梁姨眼神躲閃:“司愈,你這么認真是要問我什么啊?”
說完,她臉上跟著露出了不自然的笑容。
看在傅司愈眼里,這全是躲閃。
他不緊不慢的聲音響了起來:“你有用沒動過霜兒的銀行卡?或者身份證。”
梁姨皺了眉。
同時,緊跟著就反問:“你這話是什么意思?”
男人的語調不疾不徐地響起,說話的樣子既紳士又禮貌:“我太太被人綁架,綁匪收了一百萬的傭金,現在查出來,這一百萬的匯款,是從霜兒名下的銀行卡匯出去的,但是梁姨,你比我更清楚,霜兒現在精神狀態不好,不可能做這些事情。”
梁姨聽完他這段話之后,臉上有片刻的怔愣。
但她卻只是平靜地搖了搖頭,也沒說什么。
傅司愈看著她再次開口:“如果沒人站出來把事情的真相公之于眾,那么警察就會認為霜兒是綁架案的主謀,就算她的精神狀態有問題,策劃綁架這么大的事情,你覺得她會單就因為一個精神狀態不正常的證明報告,就得到法官的寬容么?”
梁姨看著他的眼睛有些微末的變化。
她猶豫之后,開口了:“司愈,你跟我說這話是什么意思?霜兒現在的精神狀況不正常,她根本沒有足夠的能力做那樣的事情是你我都知道的事情,可是你現在這話里的要挾,難道是要承認,那件事是我做的?”
男人道:“梁姨,您誤會了。”
梁姨嘆氣:“你是傅影的親兒子,也算是我看著長大的,你覺得你梁姨會策劃綁架案,綁架你的妻子,要你手里的股份嗎?”

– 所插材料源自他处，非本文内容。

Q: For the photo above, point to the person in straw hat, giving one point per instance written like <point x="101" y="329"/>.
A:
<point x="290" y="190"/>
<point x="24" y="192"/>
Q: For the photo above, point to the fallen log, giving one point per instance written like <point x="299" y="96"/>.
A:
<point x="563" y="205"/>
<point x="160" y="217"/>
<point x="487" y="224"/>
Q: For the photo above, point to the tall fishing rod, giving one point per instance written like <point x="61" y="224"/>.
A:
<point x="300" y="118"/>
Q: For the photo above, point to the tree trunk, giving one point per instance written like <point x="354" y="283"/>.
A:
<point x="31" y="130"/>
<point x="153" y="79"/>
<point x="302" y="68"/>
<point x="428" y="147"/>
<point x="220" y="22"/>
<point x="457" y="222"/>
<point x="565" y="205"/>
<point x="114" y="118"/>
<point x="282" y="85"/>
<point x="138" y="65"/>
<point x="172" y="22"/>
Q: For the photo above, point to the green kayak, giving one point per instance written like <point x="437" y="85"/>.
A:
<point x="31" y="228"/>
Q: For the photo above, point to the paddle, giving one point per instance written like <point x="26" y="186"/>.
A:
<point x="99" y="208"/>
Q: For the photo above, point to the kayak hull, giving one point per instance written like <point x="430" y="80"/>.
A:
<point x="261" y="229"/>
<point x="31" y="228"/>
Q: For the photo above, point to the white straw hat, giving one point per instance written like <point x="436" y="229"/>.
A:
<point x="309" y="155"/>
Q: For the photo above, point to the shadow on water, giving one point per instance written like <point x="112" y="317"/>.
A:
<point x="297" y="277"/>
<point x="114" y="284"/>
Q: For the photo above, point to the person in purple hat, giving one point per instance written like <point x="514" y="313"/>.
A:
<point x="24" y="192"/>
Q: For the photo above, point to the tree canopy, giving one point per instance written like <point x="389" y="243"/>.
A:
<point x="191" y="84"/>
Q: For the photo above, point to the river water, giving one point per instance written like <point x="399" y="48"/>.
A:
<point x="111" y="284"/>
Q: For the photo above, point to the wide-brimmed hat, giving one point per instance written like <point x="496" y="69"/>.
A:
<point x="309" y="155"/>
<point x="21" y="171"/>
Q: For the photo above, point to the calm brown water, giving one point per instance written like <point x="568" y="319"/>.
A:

“我只是覺得,梁姨跟霜兒最親近,可能會知道些什么。”
“可你話里的意思,就是在懷疑我。”
傅司愈認真誠摯地看著她申明:“您沒有立場做這件事情我很清楚,我也不會平白無故地冤枉你,問您是因為要調查整個綁架案的真相。”
后者點頭:“好,那梁姨就告訴你,這件事情我不清楚。”
說完,她垂了眸,像是碎碎念一般補充道:“我剛才帝都時間不長,來了女兒就已經是瘋瘋癲癲的狀態了,她的銀行卡我沒有動過,身份證更沒碰過,就連買菜做飯的錢,我都是用自己的。”
她說著,不免感慨,心累嘆氣:“我現在只想把我的女兒照顧好,不想讓她卷入太多復雜的事情里,司愈,看在你母親的份上,你就讓我和霜兒過安穩的日子吧,你們要調查,就自己找其他的線索。”
傅司愈面無波瀾。
只是——
梁姨把話說到了這個份上,他似乎也沒什么理由繼續留下追問了。
但這是目前距離真相最近的線索,他不可能就這么放棄。
短暫的猶豫過后,男人開口:“梁姨,您好好照顧霜兒,周六的時候,記得去醫院復查,到時候我會陪著你們。”
梁姨隨口接話:“好,謝謝。”
傅司愈點頭,然后起了身:“梁姨,霜兒的事情,我很抱歉,不過你相信我,我會用最短的時間幫她康復。”